You just told us you already have enough stored up there - you can't fit anything else in!! ;)
I wish I looked like I did "back then", too...a friend from nigh on 50 years ago tracked me down back in June...we've not seen each other since those days...and I know the image he carries in his mind of me is how I looked then...and he's talking about us Skype-ing! No thank you very much! I don't want to cause the poor fellow to have a heart attack! I know he's aged, too...but that makes little difference to how I feel! lol
Oh! Dear! ;)
What I think I said was, "m says your only as old as you feel in which case he's about 19 and I'm closer to 50.". Thanks though for the good wishes. On a very unsentimental streak around here lately - loads of stuff being tossed!
Happy birthday to Lily, and thanks to you, Molly, for that beautiful recollection of the experience of giving birth and holding this new person in your arms, and the rush of emotions both fierce and tender, and overwhelming in their intensity,
It has been borne on me that my children must now be considered middle aged. What a sobering thought. It has probably not yet struck said children...
Happy birthday Lily. Happy birthing day Molly. In this house two pack rats live. We both collect and hoarde - different things. It really needs a decidedly unsentimental person to make some hard decisions for us both.
Marathons? Oh wow.
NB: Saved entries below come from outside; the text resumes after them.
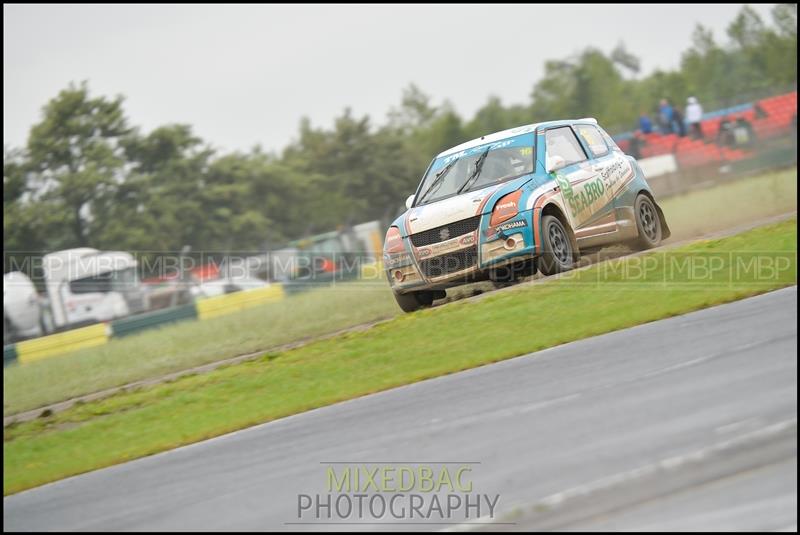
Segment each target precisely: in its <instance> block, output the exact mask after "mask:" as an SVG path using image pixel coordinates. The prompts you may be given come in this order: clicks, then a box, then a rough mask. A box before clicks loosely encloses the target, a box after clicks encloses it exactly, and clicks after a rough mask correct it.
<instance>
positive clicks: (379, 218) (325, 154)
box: [3, 4, 797, 268]
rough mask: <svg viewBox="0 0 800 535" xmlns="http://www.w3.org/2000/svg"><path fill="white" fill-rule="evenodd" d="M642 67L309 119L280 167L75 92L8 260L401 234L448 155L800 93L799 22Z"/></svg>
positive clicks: (14, 215)
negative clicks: (571, 131) (669, 62)
mask: <svg viewBox="0 0 800 535" xmlns="http://www.w3.org/2000/svg"><path fill="white" fill-rule="evenodd" d="M639 65H640V62H639V59H638V58H637V57H636V55H635V53H634V52H631V51H629V50H627V49H626V48H625V46H624V45H623V44H620V45H619V46H617V47H616V48H615V49H614V50H613V51H611V53H608V54H607V53H604V52H603V51H601V50H598V49H595V48H587V49H585V50H583V51H581V52H579V53H577V54H574V55H572V56H570V57H567V58H562V59H560V60H550V61H547V62H546V64H545V75H544V76H543V77H542V79H541V80H540V81H539V82H538V83H537V84H536V85H535V86H534V87H533V89H532V91H531V94H530V101H529V102H528V103H526V104H513V105H504V104H503V103H502V101H501V100H500V99H499V98H497V97H494V96H492V97H489V98H488V101H487V102H486V103H485V104H484V105H483V106H482V107H481V108H480V109H479V110H478V111H477V112H476V113H475V114H474V116H473V117H471V118H468V119H465V118H462V117H461V116H459V115H458V114H457V113H456V112H455V111H454V109H453V107H452V105H450V104H449V103H448V102H447V101H445V102H442V103H434V102H433V101H432V99H431V98H430V97H429V96H428V95H426V94H425V93H424V92H423V91H422V90H420V89H419V88H418V87H417V86H415V85H413V84H412V85H410V86H409V87H407V88H406V89H405V90H404V91H403V94H402V99H401V102H400V103H399V105H397V106H396V107H394V108H393V109H392V110H391V111H390V112H389V113H388V114H387V117H386V119H385V120H384V121H383V122H382V124H377V123H376V122H375V121H373V120H372V119H371V118H370V117H368V116H362V117H357V116H354V115H353V113H352V112H351V111H350V110H349V109H346V110H344V112H343V113H342V114H341V116H339V117H338V118H336V119H335V121H334V124H333V125H332V127H330V128H319V127H314V126H313V125H312V124H311V122H310V121H309V120H308V119H307V118H304V119H302V120H301V122H300V125H299V136H297V139H296V141H294V142H292V143H291V144H289V145H288V146H287V147H285V148H284V149H283V150H282V151H279V152H265V151H263V150H262V149H260V148H259V147H256V148H254V149H252V150H250V151H248V152H241V151H239V152H232V153H220V152H218V151H215V150H213V149H212V148H211V147H210V145H209V144H208V143H206V142H205V141H204V140H202V139H200V138H199V137H198V136H197V135H196V134H195V133H194V132H193V130H192V127H191V126H190V125H186V124H167V125H164V126H161V127H158V128H155V129H154V130H152V131H150V132H142V131H141V129H139V128H136V127H134V126H133V125H131V123H130V120H129V118H128V117H127V116H126V114H125V109H124V99H123V97H121V96H118V97H114V98H111V97H105V96H93V95H92V94H91V92H90V89H89V86H88V84H87V83H86V82H84V83H81V84H78V85H76V84H70V85H69V87H67V88H66V89H64V90H62V91H61V92H60V93H59V94H58V95H57V96H56V97H55V98H53V99H52V100H50V101H49V102H48V103H47V104H46V105H45V106H44V107H43V110H42V115H41V119H40V120H39V122H38V123H36V124H35V125H34V126H33V127H32V128H31V129H30V132H29V136H28V140H27V143H26V145H25V146H24V147H8V146H6V147H4V154H3V216H4V217H3V247H4V250H5V251H6V252H9V251H52V250H57V249H64V248H69V247H78V246H92V247H97V248H100V249H118V250H129V251H176V250H179V249H180V248H181V247H182V246H184V245H190V246H192V247H193V248H194V249H195V250H197V249H203V250H217V251H219V250H222V251H224V250H236V249H239V250H242V249H248V250H254V249H268V248H277V247H280V246H282V245H283V244H285V243H286V241H288V240H291V239H295V238H299V237H303V236H307V235H309V234H311V233H316V232H323V231H328V230H333V229H335V228H337V227H339V226H341V225H347V224H356V223H360V222H363V221H368V220H373V219H382V220H383V221H387V220H389V219H390V218H392V217H393V216H395V215H396V214H397V213H398V212H399V211H400V210H401V206H402V203H403V201H404V199H405V197H406V196H407V195H408V194H409V193H411V192H413V190H414V188H415V187H416V185H417V183H418V181H419V179H420V177H421V175H422V173H423V172H424V171H425V169H426V167H427V165H428V163H429V162H430V160H431V158H432V157H433V156H434V155H435V154H436V153H438V152H440V151H441V150H444V149H446V148H448V147H451V146H453V145H456V144H458V143H461V142H463V141H466V140H468V139H472V138H475V137H479V136H481V135H484V134H486V133H490V132H494V131H498V130H503V129H506V128H511V127H513V126H518V125H522V124H528V123H533V122H537V121H542V120H548V119H557V118H576V117H585V116H594V117H596V118H597V119H598V120H599V121H600V122H601V124H603V125H604V126H606V127H607V128H608V129H610V130H611V131H612V132H614V131H617V132H620V131H624V130H630V129H633V128H635V123H636V119H637V117H638V116H639V114H640V113H641V112H642V111H646V112H653V113H654V112H655V108H656V106H657V103H658V101H659V99H661V98H664V97H666V98H669V99H671V100H672V101H673V102H676V103H679V104H683V102H685V100H686V97H687V96H689V95H693V96H695V97H697V98H698V99H699V100H700V101H701V102H702V103H703V104H704V106H705V108H706V109H707V110H711V109H714V107H715V106H716V107H720V106H725V105H732V104H735V103H737V99H738V100H740V101H741V99H746V98H748V97H749V96H752V95H757V94H767V93H768V92H770V91H772V92H774V91H775V89H776V88H788V87H791V86H796V81H797V7H796V5H795V4H781V5H778V6H776V7H775V8H774V9H773V11H772V13H771V20H770V21H764V20H762V18H761V17H760V16H759V15H758V14H757V13H756V12H755V11H754V10H753V9H751V8H750V7H748V6H744V7H743V8H742V9H741V11H740V12H739V14H738V16H737V17H736V18H735V19H734V20H733V21H732V22H731V24H730V25H729V26H728V28H727V36H726V38H723V40H722V41H721V40H718V38H717V37H716V36H714V35H713V34H712V32H711V31H710V30H709V29H707V28H705V27H703V26H701V25H698V26H697V27H696V28H695V31H694V34H693V36H692V42H691V45H690V47H689V48H688V49H686V50H685V51H684V52H683V53H682V56H681V62H680V66H679V67H678V68H677V69H675V70H670V71H662V70H658V71H655V72H653V73H652V74H650V75H648V76H640V74H639V68H640V67H639ZM4 256H5V257H7V256H8V255H4ZM5 266H6V268H7V266H8V259H7V258H6V259H5Z"/></svg>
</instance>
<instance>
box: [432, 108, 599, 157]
mask: <svg viewBox="0 0 800 535" xmlns="http://www.w3.org/2000/svg"><path fill="white" fill-rule="evenodd" d="M575 123H589V124H595V125H596V124H597V119H595V118H593V117H585V118H583V119H561V120H556V121H543V122H541V123H532V124H526V125H523V126H516V127H514V128H509V129H508V130H502V131H500V132H495V133H494V134H488V135H485V136H481V137H479V138H475V139H473V140H470V141H467V142H465V143H462V144H460V145H456V146H455V147H453V148H450V149H447V150H446V151H443V152H440V153H439V154H437V155H436V157H437V158H440V157H442V156H449V155H450V154H455V153H457V152H461V151H462V150H467V149H472V148H475V147H480V146H481V145H486V144H487V143H494V142H496V141H500V140H503V139H506V138H509V137H514V136H519V135H521V134H528V133H530V132H533V131H534V130H536V128H538V127H540V126H558V125H562V124H575Z"/></svg>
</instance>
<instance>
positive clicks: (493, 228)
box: [485, 219, 528, 237]
mask: <svg viewBox="0 0 800 535" xmlns="http://www.w3.org/2000/svg"><path fill="white" fill-rule="evenodd" d="M527 226H528V222H527V221H526V220H525V219H520V220H518V221H511V222H509V223H503V224H502V225H497V226H495V227H489V228H487V229H486V232H485V234H486V237H492V236H494V235H495V234H497V233H498V232H505V231H507V230H513V229H516V228H523V227H527Z"/></svg>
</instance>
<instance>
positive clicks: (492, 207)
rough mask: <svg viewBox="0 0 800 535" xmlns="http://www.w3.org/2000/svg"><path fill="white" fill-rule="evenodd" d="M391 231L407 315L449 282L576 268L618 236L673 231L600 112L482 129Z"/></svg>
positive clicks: (426, 183) (646, 236)
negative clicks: (592, 254) (611, 131)
mask: <svg viewBox="0 0 800 535" xmlns="http://www.w3.org/2000/svg"><path fill="white" fill-rule="evenodd" d="M406 208H407V211H406V212H405V213H403V214H402V215H401V216H399V217H398V218H397V219H396V220H395V221H394V222H393V223H392V224H391V226H390V227H389V230H388V231H387V233H386V239H385V242H384V254H383V258H384V269H385V270H386V276H387V278H388V279H389V283H390V285H391V288H392V291H393V293H394V296H395V298H396V300H397V303H398V304H399V305H400V308H402V309H403V310H404V311H406V312H411V311H414V310H416V309H418V308H421V307H424V306H429V305H430V304H432V302H433V301H434V300H435V299H438V298H441V297H444V296H445V292H444V290H445V289H446V288H449V287H453V286H457V285H461V284H465V283H468V282H474V281H477V280H486V279H491V280H495V281H501V282H502V281H513V280H514V279H515V278H518V277H520V276H523V275H529V274H533V273H535V272H536V271H537V270H538V271H540V272H541V273H543V274H544V275H551V274H554V273H558V272H562V271H566V270H569V269H571V268H572V267H573V266H574V265H575V262H576V261H577V259H578V257H579V255H580V254H581V253H586V252H588V251H591V250H596V249H599V248H601V247H604V246H607V245H611V244H614V243H627V244H630V245H632V246H633V247H635V248H637V249H643V248H649V247H655V246H656V245H658V244H659V243H660V242H661V240H662V239H665V238H667V237H669V234H670V231H669V227H668V226H667V223H666V221H665V219H664V214H663V212H662V210H661V208H660V207H659V206H658V204H657V203H656V200H655V197H654V195H653V192H652V191H651V189H650V186H649V185H648V184H647V181H646V179H645V177H644V174H643V173H642V170H641V168H640V167H639V165H638V164H637V163H636V160H635V159H634V158H632V157H630V156H628V155H626V154H625V153H623V152H622V150H620V148H619V147H618V146H617V145H616V143H614V141H613V140H612V139H611V137H610V136H609V135H608V134H607V133H606V132H605V131H604V130H603V129H602V128H600V126H598V124H597V121H596V120H595V119H591V118H589V119H579V120H563V121H549V122H545V123H538V124H533V125H527V126H522V127H518V128H513V129H510V130H505V131H503V132H498V133H495V134H491V135H486V136H483V137H481V138H479V139H475V140H472V141H469V142H467V143H464V144H461V145H458V146H457V147H453V148H452V149H449V150H446V151H444V152H442V153H441V154H439V155H438V156H436V157H435V158H434V159H433V161H432V162H431V164H430V165H429V167H428V170H427V171H426V172H425V175H424V177H423V178H422V180H421V182H420V184H419V186H418V187H417V191H416V192H415V193H414V194H413V195H411V196H410V197H408V199H407V200H406Z"/></svg>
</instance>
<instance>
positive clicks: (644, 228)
mask: <svg viewBox="0 0 800 535" xmlns="http://www.w3.org/2000/svg"><path fill="white" fill-rule="evenodd" d="M634 214H635V216H636V228H637V230H638V231H639V237H638V238H636V239H635V240H634V241H633V242H632V244H631V247H633V248H634V249H636V250H642V249H651V248H653V247H657V246H658V244H660V243H661V217H660V216H659V215H658V210H657V209H656V205H655V204H654V203H653V201H652V200H651V199H650V197H648V196H647V195H644V194H640V195H639V196H638V197H636V202H635V203H634Z"/></svg>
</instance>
Still a spring chicken.
You did well, Molly.
I laughed out loud at that last line -- yes indeedy, there are far more important things than Nablopomo -- like the big four-oh. Happy Birthday to your Lily! People always ask, was 30 a hard birthday? or 40? or 50? I don't think any of them are as hard as realizing how old your children are!
I think those moments of holding your newborn and casting your mind into the future with her/him are one of the things that ties parents together all over the world. And no one can prepare you for the intensity of it or how quickly the time will go from that moment on. My mother emailed me a couple of months ago to agonize over me turning 50. I guess I'll do the same with mine.
A very happy birthday to your daughter!
Holding my first granchild was a turning point ... wonderful , and sobering . The day my youngest turned thirty was a giant step , too .
Though , to be honest , I'm not sure I've ever really recovered from becoming 20 ...
Meanwhile , Many Happy Returns to Lily !! She sounds as though she's coping very well !
I had to look it up--I was familiar with NaNoWriMo, where everyone writes a short crappy novel in thirty days. So, there is a whole month just for encouraging people to put in blog posts when they don't really feel like it? Because the world needs more cat updates?
If you're not moved by this, you have a fundamental sound sense.
What a lovely post!
My mother wasn't sentimental either but she did keep cards and letters. It was a huge job sorting them out after she died but I'm glad she kept them.
My children face what ganching above did. I keep everything that causes me to smile or weep. hence there are whole totes full of papers for my now almost middle-aged children to go through. I remember the fierceness of that love for one's newborn. Happily it comes again the moment you pick up a grandchild! Happy birthday to your "baby!"
Happy birthday to your beautiful Lily! And happy anniversary on first becoming a mother, Molly. I completely agree with your feelings and don't believe I ever really understood love until I beheld my firstborn, and the ones who followed. (I can't believe your mum threw away your letter either.)